Domestic team information
- 1873–1882: Derbyshire
- 1893–1894: Players of United States of America
- FC debut: 22 August 1873 Derbyshire v Lancashire
- Last FC: 14 September 1894 Players of USA v Gentlemen of Philadelphia

Career statistics
| Competition | First-class |
| Matches | 66 |
| Runs scored | 1510 |
| Batting average | 12.58 |
| 100s/50s | 0/5 |
| Top score | 69 |
| Balls bowled | 69 |
| Wickets | 5 |
| Bowling average | 8.00 |
| 5 wickets in innings | 0 |
| 10 wickets in match | 0 |
| Best bowling | 2/10 |
| Catches/stumpings | 25/– |
- Source: CricketArchive, 17 December 2010

= William Rigley =

English cricketer

William Rigley (24 March 1852 – 15 April 1897) was an English cricketer who played for Derbyshire between 1873 and 1882.

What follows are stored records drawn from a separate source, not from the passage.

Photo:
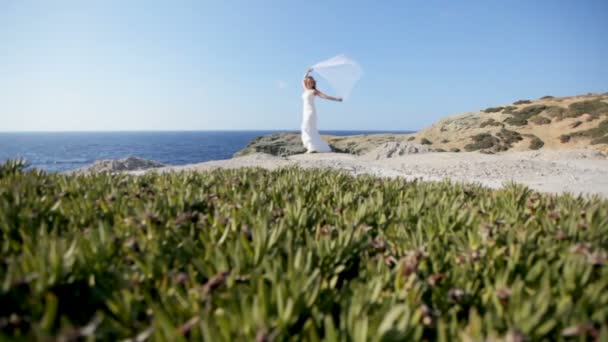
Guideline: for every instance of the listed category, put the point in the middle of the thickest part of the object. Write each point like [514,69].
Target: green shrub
[509,109]
[555,112]
[493,109]
[541,120]
[521,117]
[482,141]
[595,108]
[490,122]
[295,254]
[536,143]
[599,134]
[509,137]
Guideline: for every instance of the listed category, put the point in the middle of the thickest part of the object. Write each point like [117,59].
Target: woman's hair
[310,82]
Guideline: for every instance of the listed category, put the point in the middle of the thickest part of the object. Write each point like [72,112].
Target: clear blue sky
[197,65]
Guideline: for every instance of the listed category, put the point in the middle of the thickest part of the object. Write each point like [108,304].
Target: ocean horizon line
[210,130]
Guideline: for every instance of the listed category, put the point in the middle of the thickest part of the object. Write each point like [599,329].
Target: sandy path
[575,171]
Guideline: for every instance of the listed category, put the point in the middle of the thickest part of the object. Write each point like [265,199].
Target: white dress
[310,135]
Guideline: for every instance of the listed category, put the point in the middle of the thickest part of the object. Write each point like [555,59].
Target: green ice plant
[295,254]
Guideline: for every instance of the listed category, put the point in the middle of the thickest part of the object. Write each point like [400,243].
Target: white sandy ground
[573,171]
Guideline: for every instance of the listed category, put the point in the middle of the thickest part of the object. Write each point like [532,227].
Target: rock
[278,144]
[395,149]
[287,144]
[119,165]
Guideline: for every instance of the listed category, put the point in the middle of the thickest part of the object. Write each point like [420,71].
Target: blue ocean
[62,151]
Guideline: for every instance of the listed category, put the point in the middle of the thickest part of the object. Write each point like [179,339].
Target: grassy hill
[548,122]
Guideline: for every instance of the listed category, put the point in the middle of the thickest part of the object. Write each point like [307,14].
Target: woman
[310,135]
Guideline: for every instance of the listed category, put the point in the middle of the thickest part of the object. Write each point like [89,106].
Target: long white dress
[310,135]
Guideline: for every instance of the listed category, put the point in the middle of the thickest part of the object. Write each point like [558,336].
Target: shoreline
[578,171]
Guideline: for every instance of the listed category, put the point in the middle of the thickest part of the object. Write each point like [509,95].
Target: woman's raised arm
[327,97]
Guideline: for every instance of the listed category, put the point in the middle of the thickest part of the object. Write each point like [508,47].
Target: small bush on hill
[536,143]
[599,134]
[509,137]
[540,120]
[509,109]
[490,122]
[555,112]
[482,141]
[493,109]
[521,117]
[595,108]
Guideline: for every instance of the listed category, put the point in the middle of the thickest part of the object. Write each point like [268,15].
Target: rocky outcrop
[287,144]
[396,149]
[550,123]
[119,165]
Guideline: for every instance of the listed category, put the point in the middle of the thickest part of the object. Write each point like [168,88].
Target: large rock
[287,144]
[277,144]
[119,165]
[396,149]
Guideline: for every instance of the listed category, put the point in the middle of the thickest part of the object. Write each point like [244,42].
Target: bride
[310,135]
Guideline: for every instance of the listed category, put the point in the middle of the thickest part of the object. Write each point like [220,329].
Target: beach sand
[572,171]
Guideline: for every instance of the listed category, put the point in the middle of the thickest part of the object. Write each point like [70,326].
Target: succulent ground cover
[292,254]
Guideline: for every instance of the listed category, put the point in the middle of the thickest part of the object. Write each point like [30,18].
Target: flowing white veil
[341,72]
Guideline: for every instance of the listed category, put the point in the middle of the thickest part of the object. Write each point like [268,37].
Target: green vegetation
[521,117]
[482,141]
[493,109]
[595,108]
[536,143]
[509,109]
[487,142]
[509,137]
[555,112]
[540,120]
[490,122]
[598,135]
[291,254]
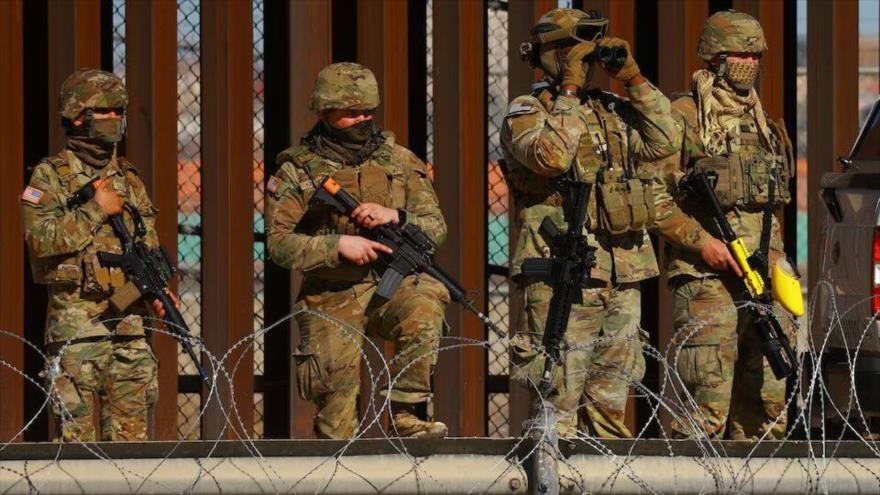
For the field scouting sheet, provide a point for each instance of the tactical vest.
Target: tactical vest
(83, 269)
(745, 173)
(622, 200)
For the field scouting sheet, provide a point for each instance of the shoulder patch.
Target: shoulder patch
(518, 108)
(272, 184)
(32, 195)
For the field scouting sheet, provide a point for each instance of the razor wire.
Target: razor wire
(670, 399)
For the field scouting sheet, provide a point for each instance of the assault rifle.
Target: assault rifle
(412, 251)
(147, 270)
(567, 271)
(776, 346)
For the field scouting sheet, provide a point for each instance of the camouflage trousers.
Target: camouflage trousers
(113, 378)
(328, 359)
(602, 357)
(722, 365)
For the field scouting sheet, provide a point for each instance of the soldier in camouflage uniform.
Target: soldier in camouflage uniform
(563, 128)
(726, 134)
(340, 266)
(100, 362)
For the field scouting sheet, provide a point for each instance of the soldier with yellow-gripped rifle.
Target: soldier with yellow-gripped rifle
(99, 363)
(342, 264)
(562, 133)
(732, 148)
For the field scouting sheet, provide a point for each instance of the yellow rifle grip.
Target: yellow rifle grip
(754, 282)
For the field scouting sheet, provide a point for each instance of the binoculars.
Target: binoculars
(611, 57)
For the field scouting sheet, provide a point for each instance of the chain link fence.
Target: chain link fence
(189, 213)
(497, 214)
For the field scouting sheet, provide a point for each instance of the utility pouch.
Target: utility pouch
(311, 379)
(125, 296)
(96, 278)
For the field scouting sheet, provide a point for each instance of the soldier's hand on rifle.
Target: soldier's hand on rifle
(159, 310)
(371, 215)
(107, 198)
(574, 72)
(360, 250)
(717, 256)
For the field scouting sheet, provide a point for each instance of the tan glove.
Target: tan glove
(629, 69)
(574, 72)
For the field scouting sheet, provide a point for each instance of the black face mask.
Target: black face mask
(359, 133)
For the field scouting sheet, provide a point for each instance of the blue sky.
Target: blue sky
(869, 17)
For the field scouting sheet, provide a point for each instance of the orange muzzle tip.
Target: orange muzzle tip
(331, 186)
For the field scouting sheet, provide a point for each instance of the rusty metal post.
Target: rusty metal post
(151, 144)
(74, 42)
(382, 36)
(680, 23)
(832, 103)
(460, 178)
(11, 235)
(227, 205)
(522, 15)
(310, 50)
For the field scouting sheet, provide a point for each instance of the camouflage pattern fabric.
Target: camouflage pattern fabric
(304, 237)
(90, 88)
(617, 364)
(113, 379)
(345, 85)
(542, 138)
(687, 225)
(329, 356)
(730, 31)
(722, 365)
(569, 380)
(711, 359)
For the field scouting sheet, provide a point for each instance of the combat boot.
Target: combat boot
(408, 424)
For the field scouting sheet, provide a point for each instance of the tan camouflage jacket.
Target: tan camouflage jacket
(604, 137)
(686, 224)
(304, 236)
(63, 243)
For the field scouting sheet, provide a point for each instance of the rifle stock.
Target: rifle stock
(776, 346)
(411, 251)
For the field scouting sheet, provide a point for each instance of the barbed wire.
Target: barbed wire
(724, 467)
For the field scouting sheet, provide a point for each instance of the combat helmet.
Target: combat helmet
(345, 85)
(731, 31)
(89, 89)
(558, 28)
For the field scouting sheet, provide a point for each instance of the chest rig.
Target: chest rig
(83, 268)
(378, 180)
(605, 157)
(753, 172)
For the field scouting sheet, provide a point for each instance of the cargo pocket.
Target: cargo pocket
(135, 363)
(616, 217)
(701, 365)
(311, 379)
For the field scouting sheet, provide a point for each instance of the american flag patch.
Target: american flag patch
(272, 185)
(32, 195)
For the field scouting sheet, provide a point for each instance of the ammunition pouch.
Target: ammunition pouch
(626, 204)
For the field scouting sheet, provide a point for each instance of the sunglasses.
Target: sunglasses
(584, 30)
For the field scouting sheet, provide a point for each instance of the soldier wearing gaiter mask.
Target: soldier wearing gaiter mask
(100, 367)
(728, 136)
(340, 265)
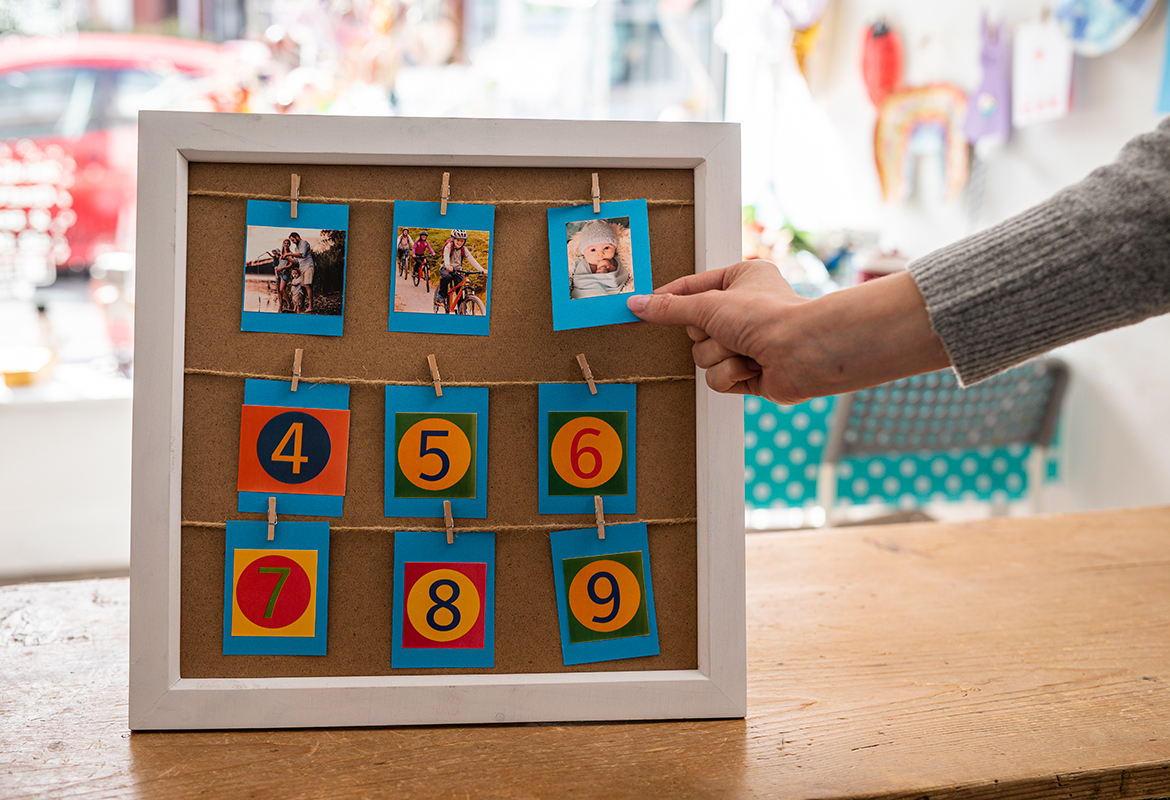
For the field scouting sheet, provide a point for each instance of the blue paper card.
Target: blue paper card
(275, 593)
(315, 443)
(597, 261)
(294, 273)
(605, 597)
(435, 450)
(587, 446)
(445, 600)
(426, 239)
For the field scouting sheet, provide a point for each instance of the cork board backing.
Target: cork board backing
(195, 173)
(522, 346)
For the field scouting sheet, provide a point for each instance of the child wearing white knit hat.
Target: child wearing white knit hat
(598, 270)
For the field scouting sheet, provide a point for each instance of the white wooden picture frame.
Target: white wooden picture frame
(162, 700)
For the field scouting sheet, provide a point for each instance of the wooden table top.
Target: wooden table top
(1000, 659)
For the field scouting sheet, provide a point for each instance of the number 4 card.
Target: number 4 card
(444, 600)
(605, 599)
(294, 447)
(587, 447)
(275, 592)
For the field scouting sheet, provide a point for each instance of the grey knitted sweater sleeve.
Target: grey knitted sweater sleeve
(1094, 256)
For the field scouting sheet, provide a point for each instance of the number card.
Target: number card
(436, 449)
(294, 269)
(294, 447)
(587, 447)
(597, 261)
(425, 240)
(605, 599)
(275, 592)
(445, 600)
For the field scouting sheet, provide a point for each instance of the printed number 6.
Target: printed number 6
(424, 450)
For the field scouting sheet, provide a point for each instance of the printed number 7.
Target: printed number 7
(424, 450)
(283, 572)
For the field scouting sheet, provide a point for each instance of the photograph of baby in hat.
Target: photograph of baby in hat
(599, 257)
(596, 257)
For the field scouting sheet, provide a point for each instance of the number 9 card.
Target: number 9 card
(586, 447)
(275, 592)
(605, 599)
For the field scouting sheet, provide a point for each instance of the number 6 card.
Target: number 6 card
(294, 447)
(605, 599)
(586, 447)
(436, 449)
(275, 592)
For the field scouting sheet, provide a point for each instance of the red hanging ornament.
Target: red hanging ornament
(881, 61)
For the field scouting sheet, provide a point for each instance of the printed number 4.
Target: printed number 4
(295, 433)
(424, 450)
(283, 572)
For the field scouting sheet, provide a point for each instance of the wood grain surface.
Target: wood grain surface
(1009, 659)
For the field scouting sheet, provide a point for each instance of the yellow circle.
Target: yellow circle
(434, 454)
(612, 583)
(586, 452)
(432, 608)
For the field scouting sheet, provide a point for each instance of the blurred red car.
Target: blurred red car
(68, 112)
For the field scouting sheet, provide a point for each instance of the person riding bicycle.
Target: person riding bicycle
(454, 255)
(405, 245)
(421, 247)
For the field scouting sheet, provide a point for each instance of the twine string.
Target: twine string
(461, 529)
(309, 198)
(372, 381)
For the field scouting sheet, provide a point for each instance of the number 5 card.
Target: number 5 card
(275, 592)
(294, 447)
(444, 600)
(605, 599)
(436, 449)
(587, 448)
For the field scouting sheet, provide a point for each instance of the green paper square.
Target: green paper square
(606, 581)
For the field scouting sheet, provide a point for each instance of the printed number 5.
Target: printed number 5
(424, 450)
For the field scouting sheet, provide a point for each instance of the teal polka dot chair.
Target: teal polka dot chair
(933, 414)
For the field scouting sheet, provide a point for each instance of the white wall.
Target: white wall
(1117, 414)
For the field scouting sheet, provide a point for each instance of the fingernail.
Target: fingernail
(638, 303)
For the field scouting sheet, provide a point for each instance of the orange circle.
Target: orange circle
(586, 452)
(607, 579)
(444, 605)
(434, 454)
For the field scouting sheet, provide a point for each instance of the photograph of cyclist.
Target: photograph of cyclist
(600, 257)
(445, 271)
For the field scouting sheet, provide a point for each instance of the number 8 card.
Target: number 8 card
(586, 447)
(436, 449)
(605, 599)
(294, 447)
(444, 600)
(275, 592)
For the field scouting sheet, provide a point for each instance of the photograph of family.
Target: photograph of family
(294, 271)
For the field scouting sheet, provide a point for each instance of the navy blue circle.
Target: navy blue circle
(315, 447)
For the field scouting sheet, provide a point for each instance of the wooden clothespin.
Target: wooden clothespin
(296, 367)
(586, 372)
(434, 374)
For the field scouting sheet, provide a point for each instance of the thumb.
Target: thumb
(665, 309)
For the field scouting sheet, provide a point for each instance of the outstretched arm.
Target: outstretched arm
(754, 335)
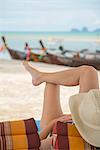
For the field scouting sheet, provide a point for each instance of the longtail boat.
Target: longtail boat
(74, 58)
(16, 54)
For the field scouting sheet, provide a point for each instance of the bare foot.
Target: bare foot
(36, 75)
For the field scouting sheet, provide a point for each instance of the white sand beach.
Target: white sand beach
(19, 98)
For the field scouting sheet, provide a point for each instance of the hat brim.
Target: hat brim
(90, 135)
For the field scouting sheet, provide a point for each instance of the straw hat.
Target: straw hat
(85, 110)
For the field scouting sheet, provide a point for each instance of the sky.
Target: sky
(49, 15)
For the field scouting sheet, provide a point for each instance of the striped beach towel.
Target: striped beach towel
(15, 135)
(67, 137)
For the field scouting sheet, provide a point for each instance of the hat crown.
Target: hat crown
(89, 109)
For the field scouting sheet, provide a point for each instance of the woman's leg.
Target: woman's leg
(85, 76)
(51, 105)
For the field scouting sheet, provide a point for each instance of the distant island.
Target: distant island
(84, 29)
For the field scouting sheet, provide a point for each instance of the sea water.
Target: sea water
(52, 40)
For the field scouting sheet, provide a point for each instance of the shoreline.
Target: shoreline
(19, 99)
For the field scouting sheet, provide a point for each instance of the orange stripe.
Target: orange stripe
(17, 127)
(20, 142)
(72, 131)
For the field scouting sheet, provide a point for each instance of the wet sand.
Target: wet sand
(19, 98)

Rigley was born in Eastwood, Nottinghamshire, the son of John Rigley and his wife Ann. His father was a blacksmith and moved to Somercotes, Derbyshire. Rigley also became a blacksmith. He made his cricketing debut for Derbyshire in the 1873 season against Lancashire when he achieved his best bowling performance of 2 wickets for 10 runs. He played a non-first-class match against Nottinghamshire. In the 1874 season he only played non-first-class matches for Derbyshire against Nottinghamshire, Yorkshire and United South of England. He also played for Colts of England against MCC. He began playing regularly for Derbyshire in the 1875 season playing four games in that year and four in the 1876 season when he achieved the top batting average of 22.4. In the 1877 season he played all nine first-class matches for the club. In the 1878 season he played all twelve first-class matches for the club and one other and made his top score of 69 against Lancashire. Rigley also played two first-class matches for Players against the Australians in a promotional tour of England during 1878 and another miscellaneous match against the Australians for Hull He played a lacklustre season in all matches for Derbyshire in the 1879 season but played several other games including two for London Counties and one for United North of England in 1879. In the 1880 season his form recovered and he made 65 against Sussex. He also played in an extra scratch Derbyshire team against the Australians again in 1880 and played for Players of the North in a first-class match. He played a full season in the 1881 season and in his final 1882 season played four matches. Rigley was a right-handed batsman who played 108 innings in 58 first-class matches for Derbyshire with a top score of 69 and an average of 12.24. For Derbyshire he took 3 wickets with an average of 10.00 and a best performance of 2–10

In 1881, Rigley was living with his family at Somercotes where he was an engine-smith. After his retirement from the Derbyshire team, he became a first-class umpire, and umpired for three seasons until 1884. In 1893/94 he took part in a tour of America, playing for the Players of America and bowled 13 balls to take 2 wickets for 10 runs in one match.

In all first-class games he played 121 innings in 66 matches. He was an occasional right-arm medium-pace bowler and took a total of five wickets.

At one time he coached cricket at Wellington College.

Rigley died in Nottingham at the age of 45.